Muscle hypertonia may have an extrinsic component resulting from altered neural mechanisms acting on muscles, and an intrinsic component that refers to changes in the soft tissues composing muscles, tendons and joints. These components often coexist in the same patient, making it necessary to enable distinct interventions directed at the underlying impairments. While the quantification of extrinsic hypertonia is best performed by clinical neurophysiology, that of intrinsic hypertonia requires a wide range of skills ranging from biomechanics to US- or RM-based techniques. Having a reliable indicator of the overall state of the hypertonic muscle that complements both neural and not-neural components would certainly help in planning, performing and monitoring specific patient's treatment.
Recently, we set up a photonic-based, easy-to-apply, bed-side procedure able to provide a surrogate marker of the current biological state of the living muscle.

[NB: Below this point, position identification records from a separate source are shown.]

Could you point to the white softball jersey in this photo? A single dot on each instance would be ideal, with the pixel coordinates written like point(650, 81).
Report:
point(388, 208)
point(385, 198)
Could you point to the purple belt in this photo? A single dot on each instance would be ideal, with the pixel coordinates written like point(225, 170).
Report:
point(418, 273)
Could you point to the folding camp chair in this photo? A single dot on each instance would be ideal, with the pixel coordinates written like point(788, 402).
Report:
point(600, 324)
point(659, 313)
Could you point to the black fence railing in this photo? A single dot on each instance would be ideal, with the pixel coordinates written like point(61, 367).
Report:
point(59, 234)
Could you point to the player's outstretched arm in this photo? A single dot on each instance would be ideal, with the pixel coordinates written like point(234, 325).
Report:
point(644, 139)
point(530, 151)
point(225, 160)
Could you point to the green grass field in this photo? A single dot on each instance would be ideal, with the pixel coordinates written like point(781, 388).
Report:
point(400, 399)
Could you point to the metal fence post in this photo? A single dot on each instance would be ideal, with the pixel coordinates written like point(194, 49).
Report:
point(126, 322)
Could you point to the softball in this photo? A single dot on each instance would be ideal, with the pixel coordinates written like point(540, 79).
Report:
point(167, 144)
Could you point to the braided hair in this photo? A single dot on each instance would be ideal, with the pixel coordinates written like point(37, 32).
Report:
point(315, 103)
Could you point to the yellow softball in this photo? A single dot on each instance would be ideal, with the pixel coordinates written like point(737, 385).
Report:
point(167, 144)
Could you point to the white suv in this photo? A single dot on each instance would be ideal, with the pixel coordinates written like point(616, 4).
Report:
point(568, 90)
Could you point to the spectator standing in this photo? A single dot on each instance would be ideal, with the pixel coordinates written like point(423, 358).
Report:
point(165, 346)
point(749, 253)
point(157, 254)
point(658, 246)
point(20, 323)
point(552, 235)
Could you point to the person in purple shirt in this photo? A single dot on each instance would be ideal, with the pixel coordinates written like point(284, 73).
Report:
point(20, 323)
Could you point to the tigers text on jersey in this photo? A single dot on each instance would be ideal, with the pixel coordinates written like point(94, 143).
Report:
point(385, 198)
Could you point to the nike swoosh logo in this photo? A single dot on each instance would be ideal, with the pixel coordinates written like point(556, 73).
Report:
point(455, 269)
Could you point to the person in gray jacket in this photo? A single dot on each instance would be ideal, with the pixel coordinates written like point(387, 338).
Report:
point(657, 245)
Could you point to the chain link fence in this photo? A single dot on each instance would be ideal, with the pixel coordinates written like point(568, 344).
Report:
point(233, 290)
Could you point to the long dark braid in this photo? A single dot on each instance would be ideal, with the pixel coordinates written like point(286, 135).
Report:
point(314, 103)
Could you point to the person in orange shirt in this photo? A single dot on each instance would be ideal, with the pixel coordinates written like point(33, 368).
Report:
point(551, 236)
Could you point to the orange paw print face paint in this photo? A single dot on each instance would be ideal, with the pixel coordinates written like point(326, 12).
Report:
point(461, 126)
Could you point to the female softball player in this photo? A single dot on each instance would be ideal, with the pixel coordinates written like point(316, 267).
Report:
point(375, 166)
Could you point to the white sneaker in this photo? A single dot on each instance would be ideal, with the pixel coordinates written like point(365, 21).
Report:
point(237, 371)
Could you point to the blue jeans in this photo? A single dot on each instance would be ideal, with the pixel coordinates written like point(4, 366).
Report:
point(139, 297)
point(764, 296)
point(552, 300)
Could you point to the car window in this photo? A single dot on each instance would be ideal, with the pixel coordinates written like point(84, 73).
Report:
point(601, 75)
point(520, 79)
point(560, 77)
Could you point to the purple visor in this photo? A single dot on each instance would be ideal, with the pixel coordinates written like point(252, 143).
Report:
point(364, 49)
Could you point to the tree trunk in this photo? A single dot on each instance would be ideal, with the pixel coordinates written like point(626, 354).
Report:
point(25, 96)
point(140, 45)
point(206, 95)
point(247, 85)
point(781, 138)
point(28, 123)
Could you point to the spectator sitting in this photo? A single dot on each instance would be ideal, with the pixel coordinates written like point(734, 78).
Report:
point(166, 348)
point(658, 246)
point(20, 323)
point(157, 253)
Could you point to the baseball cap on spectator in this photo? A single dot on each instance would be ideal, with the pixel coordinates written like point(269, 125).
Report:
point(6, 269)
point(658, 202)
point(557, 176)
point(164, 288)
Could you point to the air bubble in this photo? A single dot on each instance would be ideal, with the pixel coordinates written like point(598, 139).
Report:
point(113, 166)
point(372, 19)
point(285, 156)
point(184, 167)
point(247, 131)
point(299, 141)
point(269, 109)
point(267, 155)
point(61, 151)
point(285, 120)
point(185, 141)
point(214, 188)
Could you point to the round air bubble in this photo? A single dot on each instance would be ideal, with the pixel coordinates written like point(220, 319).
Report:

A small-sized, portable, spectrophotometer is used to collect reflectance spectra from muscles in the near infrared region that are subjected to chemiometric analysis. In healthy subjects, this procedure distinguished upper limb flexors from extensors, and was sensitive to anthropometric variables (sex, age, and body mass index).
In this research project we will apply reflectance spectroscopy to patients with post-stroke spasticity and hypertonia who undergo periodical botulinum toxin treatment. We will acquire spectra in the visible short-wave infrared regions from the upper limb flexors and extensors before, one-, and three- months after the injection of incobotulinumA in the biceps muscle. Spectra off-line analysis will include PCA aimed to spectral grouping, PLS-DA for implementing discrimination/prediction models, correlation with clinical data. We aim to see whether photonic evaluation distinguish normal from affected muscles, affected from unaffected muscles in patients, muscle changes induced by chemo-denervation.